Итак, рассмотрение Ф. Салловеем и Дж. Рубинсом идейного влияния неврологов, сексологов и философов на психоаналитические концепции Фрейда и Хорни, несомненно, способствует внесению дополнительных штрихов в понимание становления и развития психоанализа. Однако, как мне представляется, оба автора далеко не полностью раскрыли освещаемый ими вопрос.
Так, в книге Дж. Рубинса практически ничего не говорится о том идейном влиянии, которое оказал на Хорни основатель индивидуальной психологии А. Адлер. Автор лишь упоминает, что в 1925 г. Хорни и Адлер встретились за чашкой кофе в перерыве между лекциями, прочитанными ими перед студентами Гумбольдтского университета, и что будто бы Хорни, по ее собственным словам, скептически относилась к адлеровским идеям, хотя и не выступала против них (Rubins, 1979, р. 111).
Не зная достоверных источников, трудно судить о личном отношении Хорни к Адлеру. Однако, сравнивая их концепции, можно с полным основанием предположить, что адлеровские идеи оказали определенное влияние на становление психоаналитических идей Хорни.
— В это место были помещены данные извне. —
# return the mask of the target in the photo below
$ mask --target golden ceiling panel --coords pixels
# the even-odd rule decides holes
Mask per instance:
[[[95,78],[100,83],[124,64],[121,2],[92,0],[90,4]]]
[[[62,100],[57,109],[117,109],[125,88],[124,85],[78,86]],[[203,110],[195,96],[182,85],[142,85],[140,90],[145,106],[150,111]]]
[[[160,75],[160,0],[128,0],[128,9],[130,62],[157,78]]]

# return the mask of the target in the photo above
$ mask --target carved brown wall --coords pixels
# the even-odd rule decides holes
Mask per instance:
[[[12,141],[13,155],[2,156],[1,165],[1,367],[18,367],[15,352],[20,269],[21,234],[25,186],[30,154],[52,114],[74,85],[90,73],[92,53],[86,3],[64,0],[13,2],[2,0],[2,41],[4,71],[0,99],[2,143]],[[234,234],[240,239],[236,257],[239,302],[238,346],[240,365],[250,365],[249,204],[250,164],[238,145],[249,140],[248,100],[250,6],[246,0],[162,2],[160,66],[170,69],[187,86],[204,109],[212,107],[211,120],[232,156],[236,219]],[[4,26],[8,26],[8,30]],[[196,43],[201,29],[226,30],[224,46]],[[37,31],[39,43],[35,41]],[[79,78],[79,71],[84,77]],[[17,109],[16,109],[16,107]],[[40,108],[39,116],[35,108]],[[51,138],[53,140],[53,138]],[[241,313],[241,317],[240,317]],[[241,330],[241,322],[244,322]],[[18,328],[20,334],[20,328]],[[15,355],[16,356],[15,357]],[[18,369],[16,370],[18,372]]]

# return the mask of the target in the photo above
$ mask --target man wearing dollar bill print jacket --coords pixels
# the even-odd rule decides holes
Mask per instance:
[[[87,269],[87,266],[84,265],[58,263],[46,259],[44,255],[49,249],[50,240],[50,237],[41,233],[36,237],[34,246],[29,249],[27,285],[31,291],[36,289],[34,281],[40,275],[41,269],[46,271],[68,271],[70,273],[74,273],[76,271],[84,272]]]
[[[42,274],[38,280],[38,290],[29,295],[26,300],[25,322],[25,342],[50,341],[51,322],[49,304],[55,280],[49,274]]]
В самом деле, в начале 20-х годов Хорни обратилась к исследованию женской психологии, выдвинув ряд теоретических положений, фактически противостоящих фрейдовскому пониманию психологических последствий, вытекающих из анатомических различий между полами. Впоследствии проблема женской психологии стала тем отправным пунктом, который в значительной степени предопределил критическое отношение Хорни к целому ряду идей, выдвинутых Фрейдом. Но именно по этому вопросу, т. е. против фрейдовского толкования «ущербности женщин» выступил Адлер. Он выдвинул, в частности, концепцию «мужского протеста», которая вызвала резкое возражение со стороны Фрейда, подчеркивавшего, что «этот мужской протест – главный двигатель Адлера – однако, есть не что иное, как отделение от своего психологического механизма вытеснение» (Фрейд, 1919, с. 40).
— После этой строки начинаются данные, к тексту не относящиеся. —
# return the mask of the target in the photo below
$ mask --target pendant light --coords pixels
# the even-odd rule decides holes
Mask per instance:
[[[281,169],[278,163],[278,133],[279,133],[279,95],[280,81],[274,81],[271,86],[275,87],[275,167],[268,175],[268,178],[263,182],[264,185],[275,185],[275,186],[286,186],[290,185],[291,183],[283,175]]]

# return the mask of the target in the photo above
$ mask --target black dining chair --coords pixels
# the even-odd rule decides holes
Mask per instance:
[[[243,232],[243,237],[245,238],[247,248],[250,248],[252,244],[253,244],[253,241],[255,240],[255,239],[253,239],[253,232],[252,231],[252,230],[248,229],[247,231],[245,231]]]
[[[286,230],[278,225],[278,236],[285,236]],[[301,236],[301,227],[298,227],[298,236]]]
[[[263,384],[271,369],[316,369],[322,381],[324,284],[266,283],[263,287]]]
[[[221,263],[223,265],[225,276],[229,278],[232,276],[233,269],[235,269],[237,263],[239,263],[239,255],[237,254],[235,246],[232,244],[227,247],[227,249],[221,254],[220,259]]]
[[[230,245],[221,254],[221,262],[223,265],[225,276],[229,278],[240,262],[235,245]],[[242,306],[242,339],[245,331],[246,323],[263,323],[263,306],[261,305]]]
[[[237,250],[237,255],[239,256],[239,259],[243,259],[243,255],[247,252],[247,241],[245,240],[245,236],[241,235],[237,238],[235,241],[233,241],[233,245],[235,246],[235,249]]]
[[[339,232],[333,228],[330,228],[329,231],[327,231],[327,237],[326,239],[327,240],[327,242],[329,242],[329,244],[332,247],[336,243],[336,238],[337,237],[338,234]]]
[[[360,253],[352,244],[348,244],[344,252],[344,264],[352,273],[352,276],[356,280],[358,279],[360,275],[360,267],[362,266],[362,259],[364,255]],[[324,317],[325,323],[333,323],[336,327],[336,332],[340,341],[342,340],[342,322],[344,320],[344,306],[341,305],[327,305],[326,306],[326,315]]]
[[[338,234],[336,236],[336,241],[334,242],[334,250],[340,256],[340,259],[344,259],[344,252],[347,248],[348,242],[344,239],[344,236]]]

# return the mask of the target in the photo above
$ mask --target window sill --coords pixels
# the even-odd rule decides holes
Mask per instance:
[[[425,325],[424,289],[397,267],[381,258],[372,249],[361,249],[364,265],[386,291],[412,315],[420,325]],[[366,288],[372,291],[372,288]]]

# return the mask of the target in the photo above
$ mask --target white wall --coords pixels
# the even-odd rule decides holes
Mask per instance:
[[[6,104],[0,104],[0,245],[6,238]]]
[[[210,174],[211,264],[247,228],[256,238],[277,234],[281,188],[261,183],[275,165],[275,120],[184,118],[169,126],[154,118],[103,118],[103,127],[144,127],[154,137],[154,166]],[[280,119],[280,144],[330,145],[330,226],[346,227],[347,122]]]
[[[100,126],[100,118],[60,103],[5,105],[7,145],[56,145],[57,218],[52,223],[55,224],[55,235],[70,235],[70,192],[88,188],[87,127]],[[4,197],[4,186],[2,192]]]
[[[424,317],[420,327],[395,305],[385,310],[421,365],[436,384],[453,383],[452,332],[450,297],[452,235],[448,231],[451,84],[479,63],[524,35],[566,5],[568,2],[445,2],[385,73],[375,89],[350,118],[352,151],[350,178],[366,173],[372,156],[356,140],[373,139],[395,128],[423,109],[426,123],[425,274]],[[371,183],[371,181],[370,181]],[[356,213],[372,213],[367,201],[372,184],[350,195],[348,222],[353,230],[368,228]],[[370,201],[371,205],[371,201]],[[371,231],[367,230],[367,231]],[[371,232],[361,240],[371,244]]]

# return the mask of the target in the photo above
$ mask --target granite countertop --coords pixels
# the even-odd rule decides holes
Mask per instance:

В ряде своих статей Адлер предпринял попытку развенчаний мифа о «женской неполноценности», считая, что данный миф уходит своими корнями в современную патриархальную культуру и что «наиболее важная проблема в нашем обществе – это женский вопрос» (Adler, 1978, р. 25). Очевидно, эти адлеровские идеи не могли не оказать влияние на Хорни, уделившей столь пристальное внимание раскрытию женской психологии.
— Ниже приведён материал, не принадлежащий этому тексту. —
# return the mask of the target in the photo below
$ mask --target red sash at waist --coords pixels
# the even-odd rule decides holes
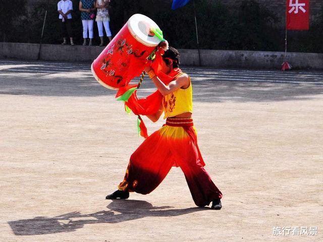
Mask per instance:
[[[197,145],[197,137],[196,137],[196,134],[193,128],[193,118],[178,118],[178,117],[168,117],[166,119],[166,124],[163,125],[168,125],[169,126],[173,126],[175,127],[183,127],[184,129],[186,131],[187,134],[191,137],[192,141],[194,143],[196,149],[197,150],[197,153],[198,154],[198,157],[199,158],[200,162],[202,166],[205,165],[205,163],[204,163],[202,155],[200,149]]]
[[[190,127],[193,126],[193,118],[184,117],[168,117],[166,125],[175,127]]]

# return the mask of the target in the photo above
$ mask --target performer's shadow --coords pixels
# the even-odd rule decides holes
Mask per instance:
[[[72,232],[83,227],[84,224],[117,223],[145,217],[179,216],[209,209],[194,207],[169,209],[173,207],[154,207],[144,201],[131,200],[113,200],[106,207],[109,210],[88,214],[73,212],[52,218],[36,217],[30,219],[11,221],[8,223],[17,235],[46,234]]]

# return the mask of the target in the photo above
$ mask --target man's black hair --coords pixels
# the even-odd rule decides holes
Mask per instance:
[[[169,62],[165,58],[170,58],[173,60],[173,68],[178,68],[180,65],[180,53],[174,47],[170,46],[169,48],[165,51],[165,53],[163,55],[164,61],[167,65]]]

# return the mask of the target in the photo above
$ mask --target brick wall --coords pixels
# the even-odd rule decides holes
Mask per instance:
[[[55,1],[55,0],[50,0]],[[79,1],[79,0],[72,0],[73,1]],[[147,0],[147,1],[149,0]],[[172,0],[165,2],[171,2]],[[209,0],[214,1],[214,0]],[[243,0],[221,0],[221,2],[228,6],[230,8],[235,9],[239,8],[241,5],[241,2]],[[276,13],[278,17],[280,20],[280,25],[284,26],[285,24],[285,3],[286,0],[256,0],[260,5],[265,6],[269,9],[272,10]],[[27,0],[27,2],[29,4],[29,7],[33,5],[36,5],[38,3],[46,2],[47,0]],[[59,0],[56,0],[58,3]],[[320,13],[320,11],[323,7],[323,0],[310,0],[310,18],[313,20],[315,17]],[[169,3],[170,6],[171,5]]]

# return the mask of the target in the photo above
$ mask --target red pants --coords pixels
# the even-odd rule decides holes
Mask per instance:
[[[118,188],[147,194],[158,187],[172,166],[180,166],[195,204],[203,207],[222,197],[204,165],[192,119],[168,118],[166,125],[145,140],[131,155]]]

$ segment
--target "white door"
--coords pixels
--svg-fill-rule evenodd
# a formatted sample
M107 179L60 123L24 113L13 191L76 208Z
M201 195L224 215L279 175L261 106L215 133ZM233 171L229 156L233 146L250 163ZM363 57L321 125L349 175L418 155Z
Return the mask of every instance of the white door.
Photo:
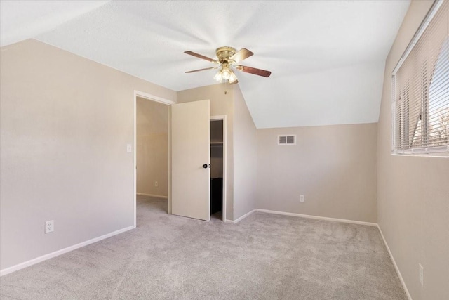
M209 100L171 106L172 214L210 219Z

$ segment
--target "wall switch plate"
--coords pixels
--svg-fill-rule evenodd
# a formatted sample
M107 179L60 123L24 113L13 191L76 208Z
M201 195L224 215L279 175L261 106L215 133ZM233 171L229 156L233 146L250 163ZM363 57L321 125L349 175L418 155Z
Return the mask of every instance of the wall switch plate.
M418 266L420 266L420 282L424 287L424 267L421 263L418 263Z
M55 221L53 220L45 222L45 233L52 233L55 230Z

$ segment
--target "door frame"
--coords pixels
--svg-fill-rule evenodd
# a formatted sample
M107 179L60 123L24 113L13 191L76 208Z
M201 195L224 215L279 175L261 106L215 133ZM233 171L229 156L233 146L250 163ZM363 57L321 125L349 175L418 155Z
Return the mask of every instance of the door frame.
M167 124L168 126L168 162L167 164L167 168L168 169L168 187L167 188L168 189L168 190L167 191L167 211L168 212L168 214L170 213L170 210L171 210L171 207L170 207L170 204L171 204L171 159L170 159L170 153L171 153L171 134L170 134L170 122L171 122L171 114L170 113L170 105L173 105L173 104L175 104L176 103L175 101L173 101L171 100L168 100L168 99L166 99L162 97L159 97L155 95L152 95L150 93L145 93L140 91L137 91L137 90L134 90L134 96L133 96L133 105L134 105L134 115L133 115L133 122L134 122L134 129L133 129L133 166L134 166L134 175L133 175L133 180L134 180L134 188L133 188L133 191L134 191L134 195L133 196L133 199L134 199L134 227L135 228L137 226L137 201L138 201L138 198L137 198L137 193L138 193L138 177L137 177L137 167L138 167L138 164L137 164L137 103L138 103L138 97L140 98L142 98L146 100L149 100L150 101L154 101L154 102L158 102L159 103L162 103L162 104L165 104L166 105L168 105L168 124Z
M222 216L223 222L226 221L226 190L227 190L227 174L226 171L226 154L227 154L227 122L226 115L210 116L210 121L223 121L223 204L222 207Z

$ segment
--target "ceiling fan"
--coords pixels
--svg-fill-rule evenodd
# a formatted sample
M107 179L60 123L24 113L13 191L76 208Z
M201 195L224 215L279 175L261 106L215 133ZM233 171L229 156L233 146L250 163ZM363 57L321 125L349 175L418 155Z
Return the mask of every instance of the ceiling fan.
M220 47L215 51L217 59L210 58L207 56L196 53L192 51L185 51L186 54L195 56L210 63L217 65L215 67L206 67L204 69L194 70L193 71L187 71L186 73L193 73L194 72L205 71L206 70L220 69L217 74L214 77L215 80L219 82L228 81L230 84L235 84L239 82L237 77L234 74L233 70L244 72L246 73L254 74L264 77L269 77L272 72L264 70L256 69L255 67L246 67L245 65L239 65L239 63L243 60L249 58L253 52L242 48L238 51L232 47Z

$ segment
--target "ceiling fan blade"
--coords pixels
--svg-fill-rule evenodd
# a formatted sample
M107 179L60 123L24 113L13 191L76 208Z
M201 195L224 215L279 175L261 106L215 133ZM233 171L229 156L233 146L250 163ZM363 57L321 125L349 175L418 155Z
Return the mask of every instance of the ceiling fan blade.
M245 65L236 65L236 69L239 71L244 72L246 73L251 73L255 75L263 76L264 77L269 77L269 75L272 74L272 72L269 71L256 69L255 67L246 67Z
M231 56L229 59L239 63L243 60L249 58L253 54L254 54L253 52L245 48L242 48L241 49L239 50L234 55Z
M196 58L202 58L203 60L210 61L210 63L219 63L218 60L215 60L212 59L210 58L208 58L207 56L202 56L201 54L196 53L194 52L185 51L184 53L186 53L186 54L189 54L190 56L195 56Z
M219 67L205 67L204 69L199 69L199 70L194 70L193 71L187 71L187 72L185 72L185 73L193 73L193 72L195 72L205 71L206 70L218 69Z

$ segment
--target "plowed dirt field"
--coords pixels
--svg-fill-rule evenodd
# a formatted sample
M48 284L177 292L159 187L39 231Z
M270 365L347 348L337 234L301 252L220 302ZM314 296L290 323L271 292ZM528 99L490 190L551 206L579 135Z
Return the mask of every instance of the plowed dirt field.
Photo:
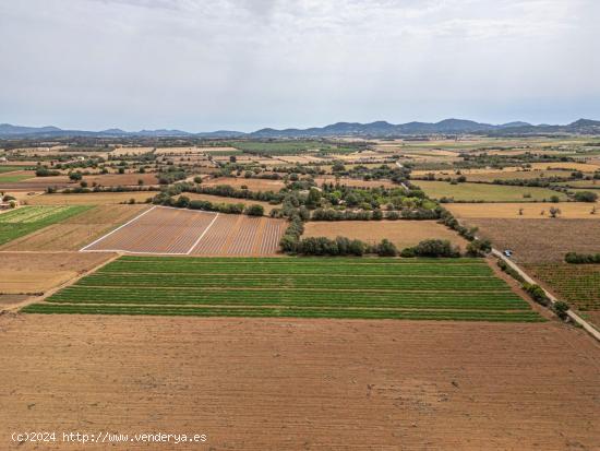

Влияние Адлера на Хорни ощущается не только в этом вопросе. Известно, что в своих последних работах она выдвинула концепцию самореализации сущностных сил человека. Согласно данной концепции, каждый индивид имеет свой «план жизни» или «внутреннее направление» (Ногпеу, 1950, р. 167). Эти представления Хорни согласуются с идеями Адлера, считавшего, что человеческое существо вырабатывает внутри себя «телеологический план души» (The Individual Psychology, 1956, p. 93), руководящую линию поведения, личностную философию или «стиль жизни», с помощью которых обеспечивается достижение конечной цели – саморазвертывание внутренних потенций личности, направленных на «решение жизненных проблем в интересах эволюции как индивида, так и человечества» (Adler, 1979, р. 304).